No one who survives eighteen years of choke lung lacks determination. A novice wizard, Maladonis Bin, approaches with a vision—a cure in a barren land of volcanic fumes. As choices go, a charming bootlicker that trips over his own feet isn’t the best option, but beggars can’t be choosers. Kindar escapes with Mal and several longtime attendants only to have her eyes opened that her country faces dark times.
Her mother’s decision to close the prosperous mines spurs poverty and joblessness, inciting rebellion and opening Anost to foreign invasion. As Mal urges her toward a cure that will prove his visions, suddenly, an ally turns traitor, delivering Kindar to a rebel army, who have their own plans for a sickly princess.
With the killer poised to strike again, the rebels bearing down, and the country falling apart, she must weigh her personal hunt for a cure against saving her people.
1 Choke Lung
Kindar held herself motionless in the platform bed and willed clenched muscles to contain her ever-present cough.
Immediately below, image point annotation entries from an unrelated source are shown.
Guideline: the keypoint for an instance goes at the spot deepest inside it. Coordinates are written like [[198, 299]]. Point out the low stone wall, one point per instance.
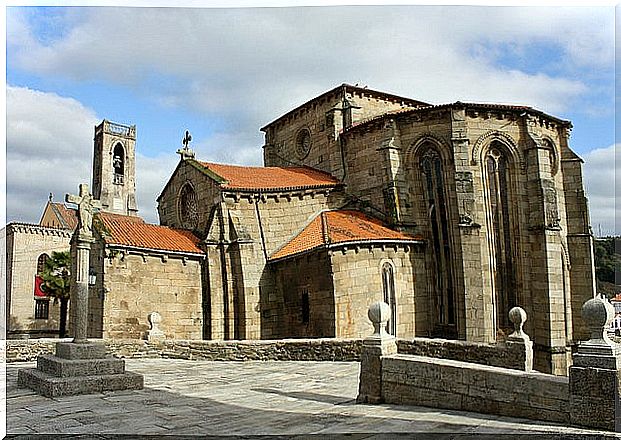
[[326, 349], [505, 355], [278, 350], [440, 383]]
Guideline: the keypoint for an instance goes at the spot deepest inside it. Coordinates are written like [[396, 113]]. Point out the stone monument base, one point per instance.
[[78, 368]]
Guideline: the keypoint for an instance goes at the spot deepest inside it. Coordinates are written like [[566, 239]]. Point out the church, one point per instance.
[[452, 214]]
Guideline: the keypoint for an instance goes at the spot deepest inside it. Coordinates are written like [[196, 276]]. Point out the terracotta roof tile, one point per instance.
[[458, 104], [333, 227], [270, 178], [67, 216], [133, 231]]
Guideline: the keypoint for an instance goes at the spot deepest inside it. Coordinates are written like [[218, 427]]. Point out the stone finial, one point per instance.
[[379, 314], [155, 333], [598, 313], [517, 316]]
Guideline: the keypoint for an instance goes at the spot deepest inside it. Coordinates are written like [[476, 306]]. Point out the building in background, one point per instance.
[[452, 214]]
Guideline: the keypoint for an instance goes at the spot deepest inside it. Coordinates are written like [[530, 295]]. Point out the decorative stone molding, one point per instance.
[[443, 147], [28, 228], [505, 139]]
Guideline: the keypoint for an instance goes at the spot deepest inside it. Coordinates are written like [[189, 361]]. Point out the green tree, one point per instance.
[[56, 281]]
A warm breeze carried the scent of peonies and early roses through the balcony door. It brought a tickle to her throat, forcing her to focus on light from the night candle as it played over the wood of carved furniture, displaying silk and brocade fabrics. On the walls, paintings and tapestries were thrown into shades of gray, their colors muted. The flickering light cast dancing shadows over her exposed skin and that of the man beside her.
So much rode on her mother’s decision today. She squeezed her eyes shut. Weakness must be ignored. She must stay aloof and above it all. No one who would sit on the Golden Throne could afford to show imperfection.
His bare arm stole around her waist. She flinched. The amore’s unasked-for gesture came like the answer to a lonely prayer. His arm tightened, and her stiffness evaporated, the mask dissolving to be replaced with softness. Afraid to move and break the moment, she let his arm drape around her.
A cough hit her. She tried to clamp her mouth against it but another escaped. The amore sat up with a yawn. “Highness?”
The first coughs loosened her congestion and triggered more. Mouth wide, she struggled to clear her throat and draw in air. The hacking only intensified. Her arms flailed as she struggled. The amore grabbed her, pulling her upright against him.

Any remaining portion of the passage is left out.